The guy who runs the Know Your Rep Reptile Shows table definitely has a name, but I don’t catch it, so for our purposes, let’s call him Donny Osmond, because he looks like a blond Donny Osmond, if Donny Osmond had a no-bullshit cop stache.
Donny Osmond has a story about an anaconda he used to own. It’d eat two whole chickens per meal, he said, and to kill them the snake would coil around one unlucky bird and smash it into the ground until “it was in pieces or it stopped moving.”
Once, the anaconda smacked a chicken into the ground with such force that an egg popped out. His partner at the time, Tony, picked up the “perfectly good egg” and fried that sucker up.
Donny Osmond tells this whole story with a nine-foot Columbian red python coiled around his neck, which elicits approving nods and comments (“Girthy!”) from those who know what’s worth approving, crowded around him and his daughter. She Vanna-White’s other reptiles and products at his behest.
The Rochester Reptile Expo, better known as Rexpo, is in its third year, and these are the types of stories told this past Saturday at the family-heavy affair, billed as being “Herpetoculture for Herpers by Herpers.”
Hundreds of reptile enthusiasts crowded the Main Street Armory, where rows and rows of vendors hawked an Ark’s worth of snakes, geckos, frogs, tortoises, and more. (The Armory looks a little church-ish in the daylight, beneath those massive windows.) The vendor logos range from crude Photoshop to downright corporate, to the point that you might forget they deal in venomous frogs from Madagascar; the Vivariums in the Mist logo looks like it could be advertising a Disney World-roller coaster.
Patrons walk around with snakes slung around their necks, and no one seems to shy away from handling any of the reptiles. A lot of them are wearing camo, and I say that not as a David Brooks-ian social signifier but just to illustrate how difficult it was to tell whether someone had a snake around their neck or it was just the pattern on their jacket.
The dietary needs of the various reptiles necessitates an ecosystem among the living merchandise. For every few snake vendors (most of whom elect to display their wares in stacked plastic boxes that are IKEA-level efficient), there’s a rat and mouse breeder not too far away. One mouse breeder describes the process by which he likes to thaw his frozen mice when he feeds his snakes: snakes are attracted to the higher body heat of rodents, so to appease them, he dips sandwich baggies full of dead frozen mice in to boiling water. If there’s still more heating to be done, he uses a blow dryer.

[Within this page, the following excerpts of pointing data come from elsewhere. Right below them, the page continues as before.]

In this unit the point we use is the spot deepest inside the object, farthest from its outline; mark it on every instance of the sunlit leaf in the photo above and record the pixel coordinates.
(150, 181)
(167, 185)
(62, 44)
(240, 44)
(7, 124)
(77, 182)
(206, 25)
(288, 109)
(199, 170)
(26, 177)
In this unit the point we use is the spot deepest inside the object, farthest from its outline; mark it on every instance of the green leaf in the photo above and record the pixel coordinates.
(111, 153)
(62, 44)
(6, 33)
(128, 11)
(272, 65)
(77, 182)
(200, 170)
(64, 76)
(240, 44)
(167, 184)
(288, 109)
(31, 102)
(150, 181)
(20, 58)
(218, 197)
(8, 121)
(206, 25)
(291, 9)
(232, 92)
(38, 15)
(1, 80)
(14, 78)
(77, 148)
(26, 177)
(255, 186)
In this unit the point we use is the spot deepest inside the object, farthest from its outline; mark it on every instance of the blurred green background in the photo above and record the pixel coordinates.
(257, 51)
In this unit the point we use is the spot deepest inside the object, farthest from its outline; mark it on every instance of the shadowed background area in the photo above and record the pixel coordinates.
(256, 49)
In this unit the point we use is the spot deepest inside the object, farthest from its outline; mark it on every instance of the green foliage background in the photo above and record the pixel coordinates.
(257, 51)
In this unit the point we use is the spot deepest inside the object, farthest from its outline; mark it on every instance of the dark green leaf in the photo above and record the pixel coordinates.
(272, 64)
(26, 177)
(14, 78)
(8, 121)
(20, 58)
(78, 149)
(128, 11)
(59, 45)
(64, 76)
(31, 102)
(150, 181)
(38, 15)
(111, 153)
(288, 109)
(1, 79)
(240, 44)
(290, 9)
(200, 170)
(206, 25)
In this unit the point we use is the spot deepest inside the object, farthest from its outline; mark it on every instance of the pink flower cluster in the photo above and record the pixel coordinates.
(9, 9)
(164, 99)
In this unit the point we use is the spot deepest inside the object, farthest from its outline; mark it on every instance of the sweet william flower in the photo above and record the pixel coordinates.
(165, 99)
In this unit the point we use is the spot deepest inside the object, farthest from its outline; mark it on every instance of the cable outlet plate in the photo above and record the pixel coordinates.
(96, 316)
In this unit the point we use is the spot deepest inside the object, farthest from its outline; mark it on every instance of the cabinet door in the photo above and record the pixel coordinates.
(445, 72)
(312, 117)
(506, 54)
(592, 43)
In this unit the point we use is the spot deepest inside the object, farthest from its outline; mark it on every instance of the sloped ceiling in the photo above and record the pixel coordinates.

If you’ve purchased a reptile, there are terrariums and containers ranging from the most Spartan wooden boxes to, like, crystal terrariums complete with miniature deck furniture. After that, there’s feed to be bought, décor to consider, and of course, free of charge, expertise.
It cannot be understated: the vendors, as well as most of the patrons, know this shit cold. Which reptiles will mix well, which will bother each other, how big a container has to be for each stage of a reptile’s life, the best time of the year to mail crested geckos in cold weather regions, and more. The two herpers running a Wellsboro, Pa. outfit called Canyon County Reptiles claim to be better forecasters of the genetic mutations and number of babies in a given season than an online calculator of such things, “without fail.” One educator weaves some serpentine fun facts into a story about a nun, an old professor, and an eight-foot indigo snake.
Throughout the afternoon, it’s a deep, abiding curiosity in all matters reptilian that unites the crowd (duh), but beyond that, there’s a real sense of camaraderie in the community. Yes, everyone’s trying to wring a buck out of this, but vendors take precious time away from sales pitches to indulge every question they field, from greenhorns like me to experts who ask questions they already know the answer to, just to make conversation. One woman hands out a $30 frog to a little girl going through chemo over the protest of her father. (“Let me give you something.”)
Vendor and customer alike traveled from hours away to get to Rexpo; the furthest I hear is five, which is definitely traversable, but it’s still a commitment to something more than just the inventory they’ll move or buy during the day. I think it’s the idiosyncratic nature of the whole herpetoculture that creates the warmth and fervor of the vendors, the ticket sellers, and everyone who came to find the perfect ball python for their collection. I think Rexpo is, ultimately, the type of community of self-aware weirdos that a lot of online fandoms aspire to be.